Served for comparison experiments
a CrVI-CrIII-containing rinse solution with 0.2 g / l CrO₃ and 0.037 g / l CrIII (pH 3.5-4.0)
a chromium fluorozirconate solution with
0.047 g / l CrIII, 0.083 g / l Zr and
0.121 g / l F (pH 3.5 - 4.0)
as well as a polyvinylphenol solution with a concentration of 0.6 g / l (pH 3.5-4.0)

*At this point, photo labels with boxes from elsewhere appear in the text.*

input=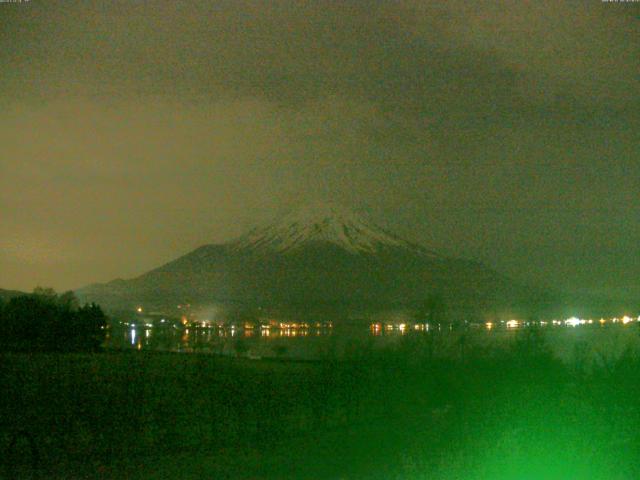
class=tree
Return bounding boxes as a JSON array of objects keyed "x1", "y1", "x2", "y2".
[{"x1": 0, "y1": 287, "x2": 107, "y2": 351}]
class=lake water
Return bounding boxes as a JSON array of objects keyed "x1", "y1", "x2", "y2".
[{"x1": 105, "y1": 322, "x2": 640, "y2": 364}]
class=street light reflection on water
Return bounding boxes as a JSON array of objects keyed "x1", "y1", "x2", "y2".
[{"x1": 105, "y1": 315, "x2": 638, "y2": 358}]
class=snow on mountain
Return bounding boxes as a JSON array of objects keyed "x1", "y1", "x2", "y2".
[{"x1": 230, "y1": 204, "x2": 435, "y2": 255}]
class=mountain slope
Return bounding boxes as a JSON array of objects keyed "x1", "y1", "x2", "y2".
[{"x1": 78, "y1": 205, "x2": 540, "y2": 316}]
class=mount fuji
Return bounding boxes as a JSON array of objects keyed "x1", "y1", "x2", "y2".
[{"x1": 77, "y1": 204, "x2": 540, "y2": 318}]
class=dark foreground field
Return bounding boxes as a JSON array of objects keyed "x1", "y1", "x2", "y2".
[{"x1": 0, "y1": 332, "x2": 640, "y2": 480}]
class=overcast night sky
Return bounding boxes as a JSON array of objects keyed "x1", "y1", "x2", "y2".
[{"x1": 0, "y1": 0, "x2": 640, "y2": 295}]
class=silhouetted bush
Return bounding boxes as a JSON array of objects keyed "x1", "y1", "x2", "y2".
[{"x1": 0, "y1": 288, "x2": 107, "y2": 351}]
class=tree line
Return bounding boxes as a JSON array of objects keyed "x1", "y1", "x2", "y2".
[{"x1": 0, "y1": 287, "x2": 107, "y2": 351}]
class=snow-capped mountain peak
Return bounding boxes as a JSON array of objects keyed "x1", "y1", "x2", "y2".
[{"x1": 228, "y1": 204, "x2": 426, "y2": 253}]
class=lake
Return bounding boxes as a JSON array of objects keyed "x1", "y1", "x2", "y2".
[{"x1": 105, "y1": 316, "x2": 640, "y2": 364}]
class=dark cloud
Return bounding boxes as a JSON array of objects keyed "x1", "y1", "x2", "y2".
[{"x1": 0, "y1": 0, "x2": 640, "y2": 300}]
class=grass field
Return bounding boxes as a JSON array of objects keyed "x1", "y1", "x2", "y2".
[{"x1": 0, "y1": 333, "x2": 640, "y2": 480}]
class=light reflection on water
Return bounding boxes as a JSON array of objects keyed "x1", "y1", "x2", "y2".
[{"x1": 105, "y1": 322, "x2": 640, "y2": 359}]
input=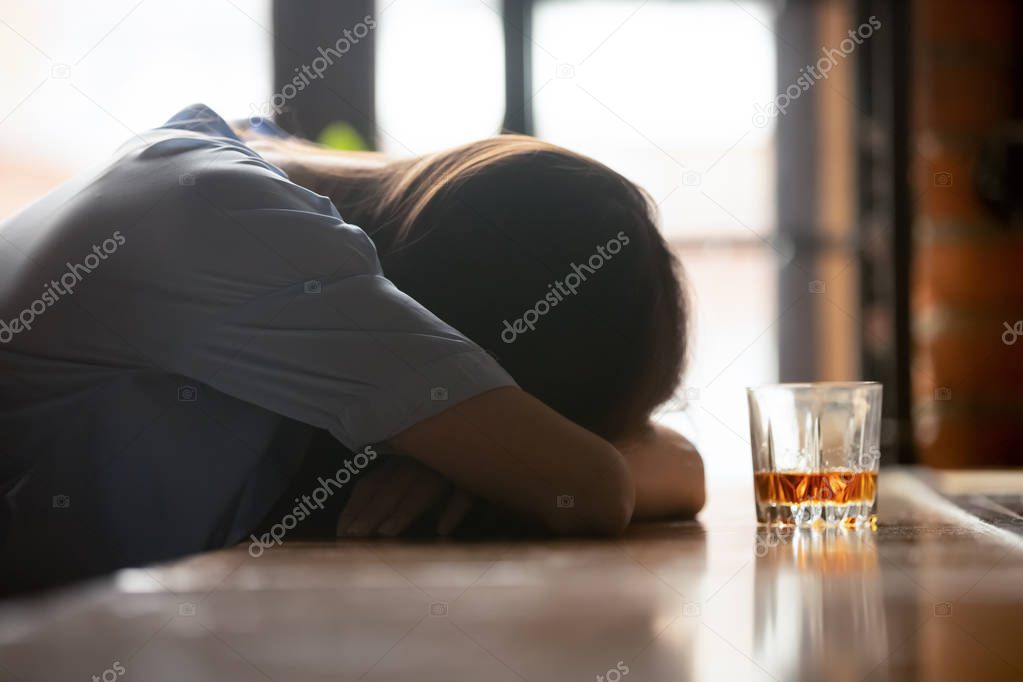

The individual sample sheets were tested according to the salt spray test according to DIN 50021 SS (1008 h), the filiform test according to ASTM D 2803 (1008 h) and the General Motors Test Method TM 54-26 with 20 cycles (GM-Scab-Test). The paint infiltration was measured in mm. Table 1 Results on steel Rinse aid pH Paint infiltration (mm) in Salt spray test DIN 50021 SS (1008 h) Filiform test ASTM D 2803 (1008 h) GM Scab test (20 cycles) Cr (VI) -Cr (III) 3.5 - 4.0 0 - <1 0 3.5 Chromium fluorozirconate 0 - <1 0 - <1 3.5 Polyvinylphenol 0 - 1 <1 4.0 Aluminum fluorozirconate NH₃ at pH → (invention) 0 0 3.5 Results on galvanized steel Rinse aid pH Paint infiltration (mm) in Salt spray test DIN 50021 SS (1008 h) Filiform test ASTM D 2803 (1008 h) GM Scab test (20 cycles) Cr (VI) -Cr (III) 3.5 - 4.0 8.5 0 <1 - 1 Chromium fluorozirconate 7.0 0 - <1 <1 - 1 Polyvinylphenol 6.5 0 - <1 1 Aluminum fluorozirconate NH₃ at pH → (invention) 5.5 0 <1 - 1 Results on AlMgSi Rinse aid pH Paint infiltration (mm) in Salt spray test DIN 50021 SS (1008 h) Filiform test ASTM D 2803 (1008 h) GM Scab test (20 cycles) Cr (VI) -Cr (III) 3.5 - 4.0 <1 0 0.5-1 Chromium fluorozirconate 0 0 1 Polyvinylphenol 0 - <1 0 1 Aluminum fluorozirconate NH₃ at pH → (invention) 0 0 0.5-1

A comparison of the table values shows that the method according to the invention in any case gave at least as good values as the best of the three comparisons which were also tested.

Claims (9)

1. Process for the passivating rinsing of phosphate layers on metals, in particular steel, galvanized steel, alloy galvanized steel and aluminum, before painting or applying adhesives using chromium-free aqueous solutions, characterized in that the phosphated metal surfaces are rinsed with aqueous solutions which Contain aluminum fluorozirconate with a molar ratio of Al: Zr: F of (0.15 to 0.67): 1: (5 to 7), the total concentration of Al + Zr + F 0.1 to 2.0 g / l and the pH value is set to 3 to 5. 2. The method according to claim 1, characterized in that the phosphated metal surfaces are rinsed with aqueous solutions whose total concentration of Al + Zr + F is 0.2 to 0.8 g / l. 3. The method according to claim 1 or 2, characterized in that the phosphated metal surfaces are rinsed with aqueous solutions which additionally at least one of the anions benzoate, caprylate, ethylhexoate, salicylate in a total concentration of 0.05 to 0.5 g / l contain. 4. The method according to claims 1, 2 or 3, characterized in that the phosphated metal surfaces are rinsed with aqueous solutions, the pH of which is adjusted with cations of volatile bases, preferably ammonium, ethanolammonium, di- and tri-ethanolammonium. 5. The method according to claims 1, 2, 3 or 4, characterized in that rinsing with demineralized water after the passivating rinsing. 6. The method according to one or more of claims 1 to 5, characterized in that a cathodic electrocoat is applied following the passivating rinsing. 7. The method according to one or more of claims 1 to 5, characterized in that a powder coating is applied following the passivating rinsing. 8. The method according to one or more of claims 1 to 5, characterized in that a low-solvent high-solid paint is applied following the passivating rinsing. 9. The method according to one or more of claims 1 to 5, characterized in that, after the passivating rinsing, a lacquer is applied with water as the essential solvent.